Susan was spellbound. She gingerly moved closer to one of the suspended patients. A profusion of wires perforated various long bones. The wires then passed horizontally through an aluminum frame around the patient before running up to a complicated trolley device on the ceiling. Susan looked up at the ceiling and saw that it was a maze of tracks for the trolleys. All the I.V. lines, suction tubes, and monitoring lines from the patient ascended to the trolley. Susan looked back at Michelle. “And there are no nurses?”

“I happen to be a nurse, and there are two others on duty, plus one doctor. That’s quite a reasonable ratio for one hundred and thirty-one intensive care patients, wouldn’t you say? You see, everything is automated. The patient’s weight, blood gases, fluid balance, blood pressure, body temperature—in fact, an enormous list of variables—are being constantly scanned and compared to standards by the computer. The computer actuates solenoid valves to rectify any abnormalities or discrepancies it finds. It is far better than conventional care. A doctor tends to concern himself with isolated variables and in a static fashion. The computer is able to sample over time, hence it treats dynamically. But more important still is that the computer correlates all the variables at any given moment. It’s much more like the bodies’ own regulatory mechanisms.”

“Modern medicine carried to the nth degree. It’s incredible, really it is. It’s like some science fiction setting. A machine taking care of a host of mindless people. It’s almost as if these patients aren’t people.”

“They aren’t people.”

“I beg your pardon?” Susan looked up from the patient toward Michelle.

“They were people; now they’re brain stem preparations. Modern medicine and medical-technology have advanced to the point where these organisms can be kept alive, sometimes indefinitely. The result was a cost-effectiveness crisis. The law decided they had to be maintained. Technology had to advance to deal with the problem realistically. And it has. This hospital has the potential to handle up to a thousand such cases at a time.”

There was something about the basic philosophy Michelle elucidated that made Susan uncomfortable. She also had a feeling that her guide had herself been very carefully indoctrinated. Susan could tell that Michelle did not question what she was saying. Nevertheless Susan did not dwell on the institute’s philosophical foundations. She was overwhelmed by the place’s physical aspects. She wanted to see more. She looked around the room. It was more than a hundred feet long, with a fifteen-to twenty-foot ceiling. In the ceiling the maze of tracks was bewildering.

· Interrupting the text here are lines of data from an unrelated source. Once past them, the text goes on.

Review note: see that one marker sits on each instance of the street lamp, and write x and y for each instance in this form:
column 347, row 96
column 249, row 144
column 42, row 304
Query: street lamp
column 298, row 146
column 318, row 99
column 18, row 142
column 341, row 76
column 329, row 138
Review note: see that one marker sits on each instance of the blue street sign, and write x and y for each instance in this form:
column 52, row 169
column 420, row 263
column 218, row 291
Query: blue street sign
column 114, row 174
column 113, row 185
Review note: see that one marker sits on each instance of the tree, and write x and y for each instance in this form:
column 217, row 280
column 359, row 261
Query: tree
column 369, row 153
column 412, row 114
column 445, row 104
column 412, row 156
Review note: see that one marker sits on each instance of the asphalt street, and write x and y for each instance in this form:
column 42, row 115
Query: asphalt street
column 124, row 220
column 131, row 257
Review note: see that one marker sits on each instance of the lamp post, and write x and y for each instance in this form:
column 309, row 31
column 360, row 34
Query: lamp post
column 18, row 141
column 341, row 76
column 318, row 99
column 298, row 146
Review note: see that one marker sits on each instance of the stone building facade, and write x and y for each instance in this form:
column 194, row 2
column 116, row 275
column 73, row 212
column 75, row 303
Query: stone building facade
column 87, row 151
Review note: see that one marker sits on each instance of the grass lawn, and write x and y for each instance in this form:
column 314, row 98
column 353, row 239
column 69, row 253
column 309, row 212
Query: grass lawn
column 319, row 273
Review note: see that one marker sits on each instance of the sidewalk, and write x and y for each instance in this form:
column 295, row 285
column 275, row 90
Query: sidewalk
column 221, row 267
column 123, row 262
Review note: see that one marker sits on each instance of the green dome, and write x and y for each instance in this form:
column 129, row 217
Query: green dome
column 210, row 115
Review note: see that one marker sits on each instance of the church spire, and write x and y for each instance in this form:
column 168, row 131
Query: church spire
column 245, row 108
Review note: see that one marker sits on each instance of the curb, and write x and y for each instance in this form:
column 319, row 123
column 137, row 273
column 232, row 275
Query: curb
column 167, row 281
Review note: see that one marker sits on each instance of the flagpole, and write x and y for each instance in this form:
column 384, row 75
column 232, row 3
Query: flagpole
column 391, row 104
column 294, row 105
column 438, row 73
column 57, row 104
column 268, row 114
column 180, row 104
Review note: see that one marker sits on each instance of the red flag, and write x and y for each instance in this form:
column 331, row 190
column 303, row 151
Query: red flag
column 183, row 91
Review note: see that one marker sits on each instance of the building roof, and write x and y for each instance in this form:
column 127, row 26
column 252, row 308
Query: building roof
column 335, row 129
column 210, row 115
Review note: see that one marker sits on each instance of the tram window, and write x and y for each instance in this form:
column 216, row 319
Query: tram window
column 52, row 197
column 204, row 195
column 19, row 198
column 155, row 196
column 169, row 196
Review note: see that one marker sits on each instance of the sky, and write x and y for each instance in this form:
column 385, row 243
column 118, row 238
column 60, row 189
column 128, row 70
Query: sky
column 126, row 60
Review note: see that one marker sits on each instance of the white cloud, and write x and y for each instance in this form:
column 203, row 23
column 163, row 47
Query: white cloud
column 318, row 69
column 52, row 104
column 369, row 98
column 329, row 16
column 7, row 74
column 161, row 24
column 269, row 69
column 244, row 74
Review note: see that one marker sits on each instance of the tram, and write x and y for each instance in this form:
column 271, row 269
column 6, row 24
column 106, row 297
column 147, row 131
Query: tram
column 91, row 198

There was another door at the far end of the room. It was closed. But it was a normal door with normal hardware. Susan decided that only the doors they had so far traversed were centrally controlled. After all, most visitors, the families, never came into the main ward.

“How many operating rooms are there here in the Jefferson Institute?” asked Susan suddenly.

“We don’t have operating rooms here. This is a chronic care facility. If a patient needs acute care, he is transferred back to the referring institution.”